Likable Ferrell enlivens tall tale of 'Elf'
By Moira Macdonald
But enough of the butt; there's no skin in "Elf," and it's perfectly fine for non-traumatized viewers of all ages. Ferrell plays Buddy, a statuesque elf in a green velvet suit who learns, to his chagrin, that he's actually human. Santa (Ed Asner, in a spot-on bit of casting), along with Buddy's adoptive elf father (Bob Newhart, agreeably stammering), encourage him to head to New York to look up his real dad, so off he goes, arriving in Manhattan just in time for the holiday shopping season.
Though Santa's given him a bit of advice about the real world ("When you see gum on the street, leave it there it's not free candy"), nothing has prepared Buddy for what he sees and for the fact that his dad (James Caan), a permanent resident on Santa's "naughty list," doesn't want him around. But the Christmas spirit, not to mention Buddy's uncanny knack for creating inexpensive holiday décor, ultimately prevails. By the time Buddy's new girlfriend Jovie (Zooey Deschanel, sweet as a candy cane) sings "Santa Claus Is Coming To Town," New York has become a snow-globe wonderland.
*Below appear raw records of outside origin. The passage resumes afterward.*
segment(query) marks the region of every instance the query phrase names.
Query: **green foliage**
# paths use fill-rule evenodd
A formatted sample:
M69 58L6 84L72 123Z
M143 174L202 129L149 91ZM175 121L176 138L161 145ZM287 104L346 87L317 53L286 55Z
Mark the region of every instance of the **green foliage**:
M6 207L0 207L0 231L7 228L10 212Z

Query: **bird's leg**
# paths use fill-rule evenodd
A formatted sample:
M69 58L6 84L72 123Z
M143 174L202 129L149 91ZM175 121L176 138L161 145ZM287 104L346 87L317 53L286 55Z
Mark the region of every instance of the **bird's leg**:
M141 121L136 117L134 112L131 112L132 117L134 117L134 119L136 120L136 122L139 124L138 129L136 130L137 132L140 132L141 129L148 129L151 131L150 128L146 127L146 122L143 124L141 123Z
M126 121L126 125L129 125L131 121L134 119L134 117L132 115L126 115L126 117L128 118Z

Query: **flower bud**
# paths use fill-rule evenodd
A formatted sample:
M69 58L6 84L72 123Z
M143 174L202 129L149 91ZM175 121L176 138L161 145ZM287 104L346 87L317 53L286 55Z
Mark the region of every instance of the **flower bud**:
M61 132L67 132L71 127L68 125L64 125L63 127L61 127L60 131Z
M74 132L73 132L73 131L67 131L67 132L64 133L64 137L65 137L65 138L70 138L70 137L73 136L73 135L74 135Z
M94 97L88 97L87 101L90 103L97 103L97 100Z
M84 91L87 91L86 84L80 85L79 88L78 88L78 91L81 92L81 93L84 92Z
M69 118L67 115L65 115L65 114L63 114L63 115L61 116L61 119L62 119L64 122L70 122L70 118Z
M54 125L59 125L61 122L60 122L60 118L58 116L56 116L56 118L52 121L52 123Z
This sort of movie lives and dies on its lead character's performance if we don't like the elf, there's no point to "Elf." And Ferrell, in his extra-long yellow tights, is at his most likable here; ingratiating and fairly bouncing with enthusiasm, as if his outsize frame can barely contain his glee. He grins and shrieks and bugs out his eyes, yet it's all carefully controlled; there'd be room for another performer to step up and meet him, but nobody outside of the North Pole does so. Asner and Newhart are very funny and underutilized; Caan, who gets much more screen time, has nothing to play. (Peter Dinklage, so good in "The Station Agent," gets laughs in a brief scene but if you've seen "Elf's" ubiquitous trailer, you've seen it all.)
Director Jon Favreau ("Made"), drenches the film in holiday cheer; there's a sweet nod to the animated classic "Rudolph, the Red-Nosed Reindeer," with a talking snowman who looks like Burl Ives (though he sounds more like Ray Charles). "Elf," with its muddy photography and occasional blandness, won't make you forget that film, but thanks to Ferrell, it's a tolerably sweet holiday treat.